On Tue, 2005-07-26 at 10:50 -0600, Dan Harris wrote:
> I am working on a process that will be inserting tens of million rows
> and need this to be as quick as possible.
>
> The catch is that for each row I could potentially insert, I need to
> look and see if the relationship is already there to prevent
> multiple entries. Currently I am doing a SELECT before doing the
> INSERT, but I recognize the speed penalty in doing to operations.

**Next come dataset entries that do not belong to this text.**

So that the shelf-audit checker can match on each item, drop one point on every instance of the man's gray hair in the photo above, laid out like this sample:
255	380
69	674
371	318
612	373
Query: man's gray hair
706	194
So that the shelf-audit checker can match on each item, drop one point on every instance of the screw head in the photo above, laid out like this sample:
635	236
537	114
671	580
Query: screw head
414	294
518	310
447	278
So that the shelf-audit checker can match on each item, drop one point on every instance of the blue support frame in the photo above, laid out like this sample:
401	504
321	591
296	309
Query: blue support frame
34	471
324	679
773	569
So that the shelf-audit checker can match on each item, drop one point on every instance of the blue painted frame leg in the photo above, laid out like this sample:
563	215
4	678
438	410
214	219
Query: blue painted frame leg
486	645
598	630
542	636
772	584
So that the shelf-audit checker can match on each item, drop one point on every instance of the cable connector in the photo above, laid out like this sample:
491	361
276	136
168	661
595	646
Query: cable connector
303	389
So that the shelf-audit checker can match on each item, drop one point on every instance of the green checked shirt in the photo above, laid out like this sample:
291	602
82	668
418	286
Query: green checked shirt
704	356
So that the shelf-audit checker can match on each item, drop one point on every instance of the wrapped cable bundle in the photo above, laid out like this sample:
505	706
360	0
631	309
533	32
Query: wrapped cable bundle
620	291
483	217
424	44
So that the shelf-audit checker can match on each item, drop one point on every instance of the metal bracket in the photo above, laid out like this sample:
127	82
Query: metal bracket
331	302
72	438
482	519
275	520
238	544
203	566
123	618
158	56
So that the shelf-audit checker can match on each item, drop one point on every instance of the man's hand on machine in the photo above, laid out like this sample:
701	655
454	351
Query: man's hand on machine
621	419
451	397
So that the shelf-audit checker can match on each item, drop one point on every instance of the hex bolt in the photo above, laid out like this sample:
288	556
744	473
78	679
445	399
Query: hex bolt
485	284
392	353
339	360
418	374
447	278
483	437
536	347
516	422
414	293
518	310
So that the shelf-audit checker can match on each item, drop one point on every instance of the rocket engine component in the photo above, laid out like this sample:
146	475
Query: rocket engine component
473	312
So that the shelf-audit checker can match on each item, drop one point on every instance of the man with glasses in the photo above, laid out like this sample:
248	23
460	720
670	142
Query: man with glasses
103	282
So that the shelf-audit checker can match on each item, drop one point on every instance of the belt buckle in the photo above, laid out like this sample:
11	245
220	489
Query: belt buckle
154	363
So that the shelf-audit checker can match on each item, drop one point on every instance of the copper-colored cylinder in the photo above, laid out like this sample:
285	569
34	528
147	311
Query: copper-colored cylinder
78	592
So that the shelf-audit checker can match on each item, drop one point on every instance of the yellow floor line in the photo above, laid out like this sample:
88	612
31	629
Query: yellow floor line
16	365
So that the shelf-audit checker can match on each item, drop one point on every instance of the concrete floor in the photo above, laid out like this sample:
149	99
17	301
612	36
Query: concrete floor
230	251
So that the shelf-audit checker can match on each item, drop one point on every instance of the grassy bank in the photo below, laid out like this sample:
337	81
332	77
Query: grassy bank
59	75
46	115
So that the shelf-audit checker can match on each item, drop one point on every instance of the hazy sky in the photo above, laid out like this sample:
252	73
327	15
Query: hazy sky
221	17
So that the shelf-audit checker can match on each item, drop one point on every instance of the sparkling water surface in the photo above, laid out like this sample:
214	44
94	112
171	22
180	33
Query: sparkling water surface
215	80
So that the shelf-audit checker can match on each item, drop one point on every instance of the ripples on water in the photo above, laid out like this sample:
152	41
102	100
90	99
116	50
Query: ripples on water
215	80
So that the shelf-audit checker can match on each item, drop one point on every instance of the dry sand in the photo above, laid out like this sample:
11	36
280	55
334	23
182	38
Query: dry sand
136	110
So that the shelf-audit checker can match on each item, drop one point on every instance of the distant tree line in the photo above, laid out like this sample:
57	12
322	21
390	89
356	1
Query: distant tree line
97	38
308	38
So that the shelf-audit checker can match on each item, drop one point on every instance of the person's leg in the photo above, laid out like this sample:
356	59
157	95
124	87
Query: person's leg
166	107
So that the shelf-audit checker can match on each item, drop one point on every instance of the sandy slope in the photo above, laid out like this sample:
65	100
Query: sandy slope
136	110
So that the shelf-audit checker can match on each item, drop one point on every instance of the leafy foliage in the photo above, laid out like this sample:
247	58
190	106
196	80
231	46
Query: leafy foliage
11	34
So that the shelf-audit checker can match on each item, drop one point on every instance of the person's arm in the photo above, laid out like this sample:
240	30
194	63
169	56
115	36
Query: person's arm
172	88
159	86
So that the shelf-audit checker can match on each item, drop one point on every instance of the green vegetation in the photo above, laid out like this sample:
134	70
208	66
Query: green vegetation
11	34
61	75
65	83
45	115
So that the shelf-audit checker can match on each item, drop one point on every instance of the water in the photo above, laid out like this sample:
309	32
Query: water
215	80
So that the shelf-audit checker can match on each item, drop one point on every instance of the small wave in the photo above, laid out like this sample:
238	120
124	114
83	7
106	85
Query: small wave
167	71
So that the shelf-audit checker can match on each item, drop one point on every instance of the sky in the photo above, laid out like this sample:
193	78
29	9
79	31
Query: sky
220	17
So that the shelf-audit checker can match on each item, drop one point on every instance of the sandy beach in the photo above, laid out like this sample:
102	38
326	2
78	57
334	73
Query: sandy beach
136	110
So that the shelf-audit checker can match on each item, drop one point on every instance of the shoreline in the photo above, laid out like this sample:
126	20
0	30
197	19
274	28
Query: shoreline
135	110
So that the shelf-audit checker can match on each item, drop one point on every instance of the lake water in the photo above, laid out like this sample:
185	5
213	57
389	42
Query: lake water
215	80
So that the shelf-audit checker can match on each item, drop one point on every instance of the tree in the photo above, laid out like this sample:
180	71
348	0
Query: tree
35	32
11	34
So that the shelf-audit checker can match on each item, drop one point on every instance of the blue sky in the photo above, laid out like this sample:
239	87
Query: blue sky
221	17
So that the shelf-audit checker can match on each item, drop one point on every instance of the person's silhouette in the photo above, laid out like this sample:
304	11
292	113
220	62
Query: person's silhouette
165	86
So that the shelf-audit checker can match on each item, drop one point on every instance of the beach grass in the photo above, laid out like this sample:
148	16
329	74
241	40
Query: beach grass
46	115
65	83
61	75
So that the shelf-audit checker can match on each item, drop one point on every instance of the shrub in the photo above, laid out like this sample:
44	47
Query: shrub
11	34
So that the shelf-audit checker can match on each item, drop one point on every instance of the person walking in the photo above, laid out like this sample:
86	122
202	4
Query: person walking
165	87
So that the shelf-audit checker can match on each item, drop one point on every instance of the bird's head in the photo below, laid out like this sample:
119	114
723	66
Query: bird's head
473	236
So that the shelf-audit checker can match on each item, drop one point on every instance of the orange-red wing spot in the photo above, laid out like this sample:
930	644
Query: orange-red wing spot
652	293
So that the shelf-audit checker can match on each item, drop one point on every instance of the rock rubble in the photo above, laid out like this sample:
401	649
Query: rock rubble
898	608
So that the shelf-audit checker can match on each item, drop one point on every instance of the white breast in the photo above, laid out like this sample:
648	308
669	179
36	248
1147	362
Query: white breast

I
> wonder if there is some way I can say "insert this record, only if it
> doesn't exist already". To see if it exists, I would need to compare
> 3 fields instead of just enforcing a primary key.
>
> Even if this could be a small increase per record, even a few percent
> faster compounded over the whole load could be a significant reduction.
>
> Thanks for any ideas you might have.
>
Perhaps a trigger:
CREATE FUNCTION verify_unique() RETURNS TRIGGER AS $func$
BEGIN
PERFORM a,b,c FROM table1 WHERE a = NEW.a and b = NEW.b and c = NEW.c;
IF FOUND THEN
RETURN NULL;
END IF;
RETURN NEW;
END;
$func$ LANGUAGE plpgsql STABLE;
CREATE TRIGGER verify_unique BEFORE INSERT ON table1 FOR EACH ROW
EXECUTE PROCEDURE verify_unique();
Triggers are fired on COPY commands and if table1 is able to be cached
and you have an index on table1(a,b,c) the results should be fairly
decent. I would be interested in seeing the difference in timing between
this approach and the temp table approach.